Student activism in the popular imagination is often confined to two distinct eras: the Vietnam War protests of the ‘60s and early ‘70s, and the reign of terror visited upon campuses by social justice warriors in the last few years.

The latter strikes a confusing contrast with the former. While students at the University of California-Berkley in the ‘60s ostensibly campaigned to openly express political opinions, today’s social justice warriors campaign to shut down any political opinion that doesn’t fit their collectivist, identarian dogmas.

The students of the flower child generation would have found an unlikely ally in former President Herbert Hoover. In 1936, Hoover gave a speech titled “The Challenge to Liberty.” In large part a condemnation of the centralization and redistribution inherent in the New Deal, Hoover’s speech touches on cultural issues that students at Berkley could have quoted in their arguments with enthusiasm. Today’s students, however, would likely look past these arguments, preferring to condemn Hoover as a privileged, homophobic, racist, white male instead. Take a look:

“The transcendent issue before us today is free men and women. How do we test freedom? It is not a catalogue of political rights. It is a thing of the spirit. Men must be free to worship, to think, to hold opinions, to speak without fear. They must be free to challenge wrong and oppression with surety of justice. Freedom conceives that the mind and spirit of man can be free only if he be free to pattern his own life, to develop his own talents, free to earn, to spend, to save, to acquire property as the security of his old age and his family.”

The call for freedom to worship would surely be a nonstarter for many social justice warriors today. After all, if one holds traditional views on the LGBT movement or abortion, you must not be suffered to speak in the public square. Freedom to earn, spend, and save all sound well and good, but who really needs billionaires anyways? These might be unnecessary practices, as millennials and Zoomers continue to grow more positive about socialism, and more critical of capitalism. Who needs to save when the government will just take care of you, right?

Hoover goes on to defend his list of rights and ideals.

“Freedom demands that these rights and ideals shall be protected from infringement by others, whether men or groups, corporations or governments.”

A stark rebuke to any individual or political collective who would seek to suppress – by speech, force, or government action – the speech of anyone holding views outside of their preferred window of acceptability.

Hoover continues:

“The conviction of our fathers was that all these freedoms come from the Creator and that they can be denied by no man or no government or no New Deal. They were spiritual rights of men. The prime purpose of liberal government is to enlarge and not to destroy these freedoms. It was for that purpose that the Constitution of the United States was enacted. For that reason we demand that the safeguards of freedom shall be upheld.”

This is the problem that Americans who value the founding fathers, the Constitution, and the rights it seeks to guarantee face: many of their fellow countrymen today refuse to accept the philosophical and moral framework of America.

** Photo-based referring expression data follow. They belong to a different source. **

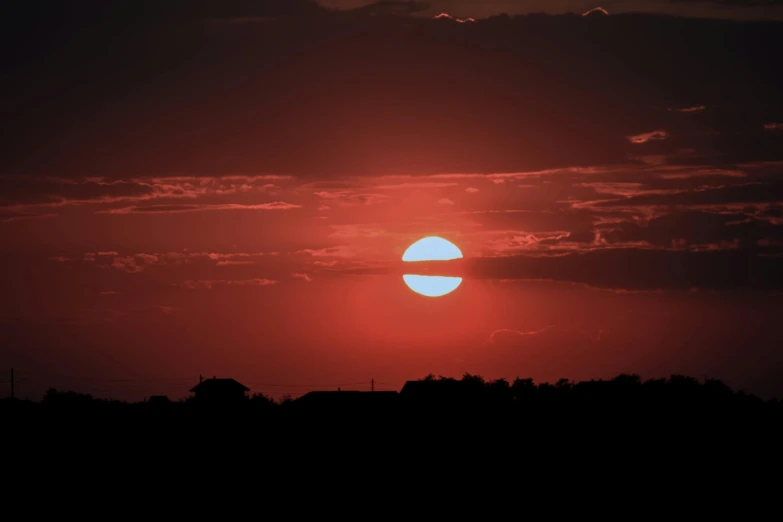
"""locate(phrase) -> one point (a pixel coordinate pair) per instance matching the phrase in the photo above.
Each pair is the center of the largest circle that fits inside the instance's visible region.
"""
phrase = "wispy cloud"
(176, 209)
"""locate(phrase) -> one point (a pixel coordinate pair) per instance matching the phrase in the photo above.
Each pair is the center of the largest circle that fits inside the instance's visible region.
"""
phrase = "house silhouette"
(224, 391)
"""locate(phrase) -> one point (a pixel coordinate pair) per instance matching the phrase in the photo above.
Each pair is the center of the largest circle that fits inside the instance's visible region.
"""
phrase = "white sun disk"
(432, 286)
(432, 249)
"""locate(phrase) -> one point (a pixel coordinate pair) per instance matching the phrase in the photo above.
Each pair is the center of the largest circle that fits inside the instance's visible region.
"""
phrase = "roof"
(220, 384)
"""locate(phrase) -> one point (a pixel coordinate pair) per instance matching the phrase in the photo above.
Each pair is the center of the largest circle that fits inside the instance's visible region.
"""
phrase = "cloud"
(446, 16)
(386, 128)
(177, 209)
(649, 136)
(349, 198)
(596, 11)
(733, 3)
(208, 284)
(641, 269)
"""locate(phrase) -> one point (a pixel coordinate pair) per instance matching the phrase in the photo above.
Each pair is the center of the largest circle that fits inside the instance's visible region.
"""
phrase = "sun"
(432, 249)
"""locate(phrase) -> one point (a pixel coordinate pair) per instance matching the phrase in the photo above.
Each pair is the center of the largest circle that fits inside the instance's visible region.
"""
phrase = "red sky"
(237, 203)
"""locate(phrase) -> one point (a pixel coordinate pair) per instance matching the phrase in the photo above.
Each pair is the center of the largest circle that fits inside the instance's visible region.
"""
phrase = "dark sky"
(228, 188)
(738, 9)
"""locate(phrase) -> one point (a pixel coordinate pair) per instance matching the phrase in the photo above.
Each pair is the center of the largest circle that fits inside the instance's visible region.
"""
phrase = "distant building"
(224, 391)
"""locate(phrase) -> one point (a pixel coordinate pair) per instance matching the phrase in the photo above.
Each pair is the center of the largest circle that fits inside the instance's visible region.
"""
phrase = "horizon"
(235, 199)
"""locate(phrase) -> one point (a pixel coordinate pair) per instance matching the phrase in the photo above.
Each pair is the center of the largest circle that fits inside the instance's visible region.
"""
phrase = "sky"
(230, 192)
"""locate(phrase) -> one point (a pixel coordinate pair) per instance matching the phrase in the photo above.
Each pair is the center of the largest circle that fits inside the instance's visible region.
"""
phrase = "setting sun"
(432, 249)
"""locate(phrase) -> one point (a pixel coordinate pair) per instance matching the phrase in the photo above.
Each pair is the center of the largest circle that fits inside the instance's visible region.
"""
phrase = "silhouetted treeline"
(472, 393)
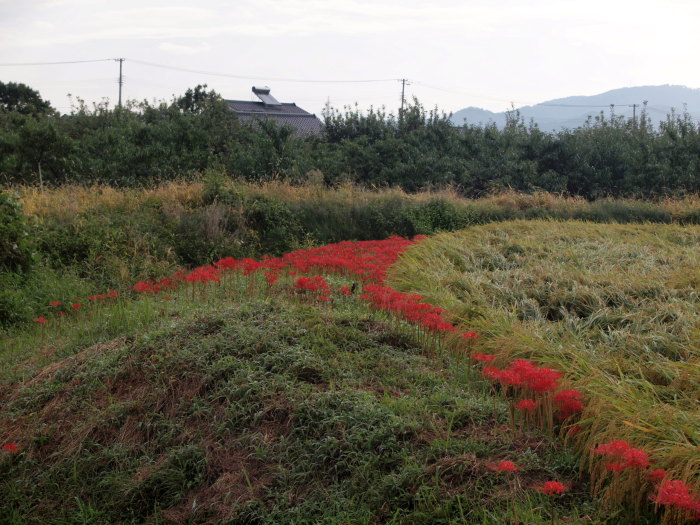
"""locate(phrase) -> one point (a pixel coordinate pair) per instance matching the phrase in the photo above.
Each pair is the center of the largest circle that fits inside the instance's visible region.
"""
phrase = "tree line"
(142, 143)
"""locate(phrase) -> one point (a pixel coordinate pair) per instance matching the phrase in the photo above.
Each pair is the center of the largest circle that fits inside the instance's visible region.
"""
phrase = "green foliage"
(16, 244)
(22, 99)
(263, 411)
(146, 142)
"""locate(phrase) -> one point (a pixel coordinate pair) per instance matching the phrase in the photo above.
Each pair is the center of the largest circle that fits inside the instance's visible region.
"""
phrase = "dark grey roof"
(285, 113)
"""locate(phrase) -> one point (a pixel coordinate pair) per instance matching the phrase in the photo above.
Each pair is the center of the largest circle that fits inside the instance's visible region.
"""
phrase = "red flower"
(505, 466)
(484, 358)
(527, 405)
(614, 448)
(615, 467)
(553, 487)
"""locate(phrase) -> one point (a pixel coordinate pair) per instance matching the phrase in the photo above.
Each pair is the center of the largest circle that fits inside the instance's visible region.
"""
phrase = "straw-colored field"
(617, 307)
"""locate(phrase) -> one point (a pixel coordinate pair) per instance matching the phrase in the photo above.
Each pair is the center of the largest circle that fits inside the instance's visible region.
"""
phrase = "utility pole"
(121, 79)
(403, 81)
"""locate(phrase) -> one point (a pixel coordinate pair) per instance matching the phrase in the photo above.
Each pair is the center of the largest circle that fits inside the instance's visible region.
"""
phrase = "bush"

As the proportion of Americans who fall into the religious “nones” category continues to grow, there can be little hope of any agreement that rights or freedoms “come from the Creator.” If they do not come from the Creator they may as well come from the government, and what the government giveth the government can taketh away. If there is no spiritual aspect to their lives, there cannot be any “spiritual rights of men.”

Hoover may be a very unpopular president in America’s history, and in many American minds he bears all the blame for the Great Depression. Regardless, Hoover was remarkably prescient on the issues Americans faced in 1936 – issues which we continue to face today.

Can we test freedom today and find it satisfactory to our designs and those of the founding fathers? Or has our culture slipped away from our history, to the point where an individual is no longer ‘free to pattern his own life”?